Brussels presses for peace in beef dispute
Tony Blair asked the president of the European Commission, Romano Prodi, yesterday to intervene with the French government in the worsening Anglo-French beef war, amid signs that a crucial meeting of EU scientists today will not resolve the crisis.
Tony Blair asked the president of the European Commission, Romano Prodi, yesterday to intervene with the French government in the worsening Anglo-French beef war, amid signs that a crucial meeting of EU scientists today will not resolve the crisis.
Mr Blair telephoned Mr Prodi, who later contacted the French Prime Minister, Lionel Jospin, yesterday in an attempt to damp down the row. Sources in Brussels said Mr Prodi urged both sides to lower the temperature and offered to help to broker a compromise.
In the first signs that the French are looking for an honourable climb-down from the beef imbroglio, the French Farms minister, Jean Glavany, hinted yesterday that France could drop its ban in return for a tightening-up of the rules governing British beef exports.

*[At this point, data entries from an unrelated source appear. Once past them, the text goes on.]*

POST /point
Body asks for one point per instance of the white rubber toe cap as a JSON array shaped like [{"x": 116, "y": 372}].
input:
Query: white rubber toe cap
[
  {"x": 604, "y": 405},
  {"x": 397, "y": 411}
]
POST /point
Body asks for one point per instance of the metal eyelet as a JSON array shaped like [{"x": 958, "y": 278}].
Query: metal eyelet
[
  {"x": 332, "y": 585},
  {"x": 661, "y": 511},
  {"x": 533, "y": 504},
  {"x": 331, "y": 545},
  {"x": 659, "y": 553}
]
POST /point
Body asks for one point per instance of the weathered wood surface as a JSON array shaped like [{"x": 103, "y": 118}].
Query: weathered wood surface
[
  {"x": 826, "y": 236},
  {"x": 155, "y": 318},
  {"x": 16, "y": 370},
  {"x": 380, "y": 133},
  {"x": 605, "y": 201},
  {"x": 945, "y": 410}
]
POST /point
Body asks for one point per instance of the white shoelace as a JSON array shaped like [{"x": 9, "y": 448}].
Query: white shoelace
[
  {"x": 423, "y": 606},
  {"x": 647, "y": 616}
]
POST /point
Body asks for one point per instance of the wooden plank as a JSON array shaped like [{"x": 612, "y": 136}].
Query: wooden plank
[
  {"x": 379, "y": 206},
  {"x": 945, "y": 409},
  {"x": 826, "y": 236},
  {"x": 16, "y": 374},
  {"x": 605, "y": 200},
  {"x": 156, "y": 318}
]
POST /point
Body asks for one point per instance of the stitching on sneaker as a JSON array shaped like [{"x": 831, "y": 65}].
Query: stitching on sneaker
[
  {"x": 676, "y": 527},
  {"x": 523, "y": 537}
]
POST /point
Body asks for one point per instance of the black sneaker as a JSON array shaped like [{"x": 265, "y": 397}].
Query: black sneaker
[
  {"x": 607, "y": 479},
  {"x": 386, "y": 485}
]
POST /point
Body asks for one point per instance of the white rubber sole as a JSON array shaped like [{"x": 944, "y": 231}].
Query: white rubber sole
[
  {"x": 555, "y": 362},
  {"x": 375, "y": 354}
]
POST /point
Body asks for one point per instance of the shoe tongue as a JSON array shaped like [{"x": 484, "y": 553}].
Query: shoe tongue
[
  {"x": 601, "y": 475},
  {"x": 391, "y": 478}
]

But Downing Street sources were sceptical, saying there was no prospect of new British concessions being offered to persuade the French to back down and start accepting British beef imports.
Giving any new concessions to the French would provoke further anger against the Government, which is already under fire from furious farmers, the Opposition and the British anti-European press for its handling of the crisis.
"This is war," declared the Sun yesterday, demanding that the Prime Minister "start kicking backsides" in Paris and Brussels.
A committee of European scientists will meet today to try to reach a judgement on France's case for refusing to lift its ban on British beef. Officially the Government is confident that Britain will be vindicated, but it seems likely that the scientists will fail to deliver a clear verdict on the French claims. The commission would then have to decide whether or not to take legal action against Paris over its defiance of the EU decision to allow British beef back into world markets.
Mr Blair stood firm in the Commons and rejected opposition demands for a tit-for-tat ban on French meat. It would be both unjustified and "suicidal" for British trade interests, he said, denouncing the Conservative demands as "stupid", "irresponsible" and "foolish" and accusing William Hague, the Tory leader, of promoting "immature nonsense".
The Prime Minister was accused in return of being "spineless" by the opposition leader, who repeated his call for a temporary ban on French products because sewage was fed to French livestock.
"It's not just the dead cows that have had their spines taken out," Mr Hague said.
The Opposition also seized on Mr Blair's refusal explicitly to back the personal boycott by the Agriculture minister, Nick Brown, of French food and wine, claiming that it was evidence of a rift in the Cabinet.
"He is clearly hanging him out to dry," one senior Conservative source said.
Mr Brown earlier tried to calm angry farmers by publishing new food-labelling guidelines to allow shoppers to tell whether the products they are buying are really British.
But the minister found himself under fire after admitting that he had not spoken to his French counterpart, Jean Glavany, in more than a week, despite the deepening crisis.
Mr Glavany stirred further controversy by declaring that consumers across Europe were shunning British beef and disclosing that he had cancelled a planned face-to-face meeting with Mr Brown because it was impossible to hold a "calm dialogue" with him.